Robin Redbreast

Robin Redbreast

Robin Redbreast was commissioned by Mary Sharp Cronson for an evening celebrating the poet Stanley Kunitz. I chose his poem of the same name, which I think is a small, brutal masterpiece. I asked my mother, who I was caring for at the time, to draw me a picture of a robin.
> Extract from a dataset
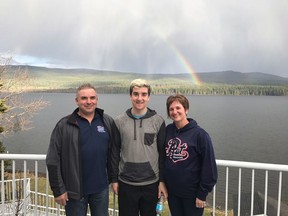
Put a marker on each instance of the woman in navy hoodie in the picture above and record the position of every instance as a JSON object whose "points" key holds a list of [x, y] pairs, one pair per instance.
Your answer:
{"points": [[190, 167]]}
The drawing above is what she made for me.

It was the dingiest bird
you ever saw, all the color
washed from him, as if
he had been standing in the rain,
friendless and stiff and cold,
since Eden went wrong.
In the house marked For Sale,
where nobody made a sound
in the room where I lived
with an empty page, I had heard
the squawking of the jays
under the wild persimmons
tormenting him.
So I scooped him up
after they knocked him down,
in league with that ounce of heart
pounding in my palm
that dumb beak gaping.
Poor thing! Poor foolish life!
without sense enough to stop
running in desperate circles,
needing my lucky help
to toss him back into his element.
But when I held him high,
fear clutched my hand,
for through the hole in his head,
cut whistle-clean . . .
through the old dried wound
between his eyes
where the hunter’s brand
had tunneled out his wit . . .
I caught the cold flash of the blue
unappeasable sky.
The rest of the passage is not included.